On Wed, Jan 27, 2010 at 12:38:47AM +0000, Rob Sheldon wrote:

> Hi,
> 
> So, the short version is that I have a server with OpenBSD 4.6 that can't
> fsck its big partition; fsck fails with a segfault every time. If I "ulimit
> -d unlimited" before fsck'ing, it just takes a little longer to segfault.
> It produces no other output. IIRC, the partition is roughly 6 TB. Two
> questions then: is there any way through this that doesn't involve
> newfs'ing the partition, and is there a "right" way to do a partition of
> that size in OpenBSD given fsck's 1G hard limit?

No, there is no other way. I've posted a small piece of code some time
ago that estimate the amount of mem needed for doing an fsck during newfs.

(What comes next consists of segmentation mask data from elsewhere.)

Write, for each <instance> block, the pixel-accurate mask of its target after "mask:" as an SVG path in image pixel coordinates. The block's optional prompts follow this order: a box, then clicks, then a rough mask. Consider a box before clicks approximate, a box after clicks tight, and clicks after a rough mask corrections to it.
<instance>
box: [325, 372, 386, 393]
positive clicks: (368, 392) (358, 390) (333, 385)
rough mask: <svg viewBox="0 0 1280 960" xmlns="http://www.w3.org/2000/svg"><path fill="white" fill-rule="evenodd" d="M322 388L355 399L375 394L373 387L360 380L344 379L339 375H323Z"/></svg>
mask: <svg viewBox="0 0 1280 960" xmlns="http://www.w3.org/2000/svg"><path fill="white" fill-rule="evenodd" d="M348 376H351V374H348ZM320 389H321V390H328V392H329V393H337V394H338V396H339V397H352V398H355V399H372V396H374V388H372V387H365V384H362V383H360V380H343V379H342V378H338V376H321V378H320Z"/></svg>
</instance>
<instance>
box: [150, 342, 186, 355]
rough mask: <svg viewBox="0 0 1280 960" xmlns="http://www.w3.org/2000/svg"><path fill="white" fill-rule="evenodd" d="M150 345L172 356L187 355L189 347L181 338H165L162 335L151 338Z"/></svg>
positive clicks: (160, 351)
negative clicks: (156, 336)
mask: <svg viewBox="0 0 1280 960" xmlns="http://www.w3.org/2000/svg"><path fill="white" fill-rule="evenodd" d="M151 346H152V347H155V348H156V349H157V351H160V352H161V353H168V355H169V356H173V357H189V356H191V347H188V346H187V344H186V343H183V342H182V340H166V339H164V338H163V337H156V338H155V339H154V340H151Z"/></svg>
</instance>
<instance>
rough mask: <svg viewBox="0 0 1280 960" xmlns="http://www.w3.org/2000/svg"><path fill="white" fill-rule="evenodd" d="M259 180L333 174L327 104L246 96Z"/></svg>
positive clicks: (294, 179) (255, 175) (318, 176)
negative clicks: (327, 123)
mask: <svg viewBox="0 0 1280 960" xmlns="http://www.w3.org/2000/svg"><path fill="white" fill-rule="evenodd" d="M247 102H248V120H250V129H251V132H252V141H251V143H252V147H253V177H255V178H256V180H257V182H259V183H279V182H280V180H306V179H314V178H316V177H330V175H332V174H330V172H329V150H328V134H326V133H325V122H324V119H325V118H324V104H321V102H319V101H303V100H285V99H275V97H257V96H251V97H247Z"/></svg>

Therse days, amd64 is the only platform that increases the limit
(MAXDSIZE) to 8G. Though you venture into untested territory, we
(myself at least) just do not have the hardware to test anything
beyond 2T. 

> 
> The longer version: this is a backup server running backuppc for a
> corporate client ("large enough number of workstations") that does research
> work ("some really big files"). I _thought_ I had read the big filesystem
> FAQ carefully, but somehow missed that fsck simply couldn't handle anything
> over 1TB without doing funny things during the fs setup. So, this
> particular partition was backuppc's data directory, and it was set up with
> the default block sizes. Also possibly noteworthy: there's no swap, the OS
> and other partitions are all running off of a USB flash drive for various
> reasons.

The SEGVs may be related to not having swap. Running OpenBSD in
overcommitted state is not what you want. 

> 
> If I have to wipe the partition and start over, it's not a disaster. This
> was a newer server, the old backup server was still online and still had
> some disk left, so I get to keep my butt out of a sling. But, if I'm going
> to have to do that, then I also need to consider whether it might just be
> better to use a different OS. (No foul intended, I'm a big fan of OpenBSD,
> but it just might not be the right tool for this job.)
> 
> There's no dmesg attached because I'm not on-site with the server at the
> moment, and because AFAICT this is a known problem.

A pity, since it does matter what platform you run on. fsck needing a
lot of memory is indeed a known problem, but the SEGVs are not. You
might want to check if they still occur when you have enough swap.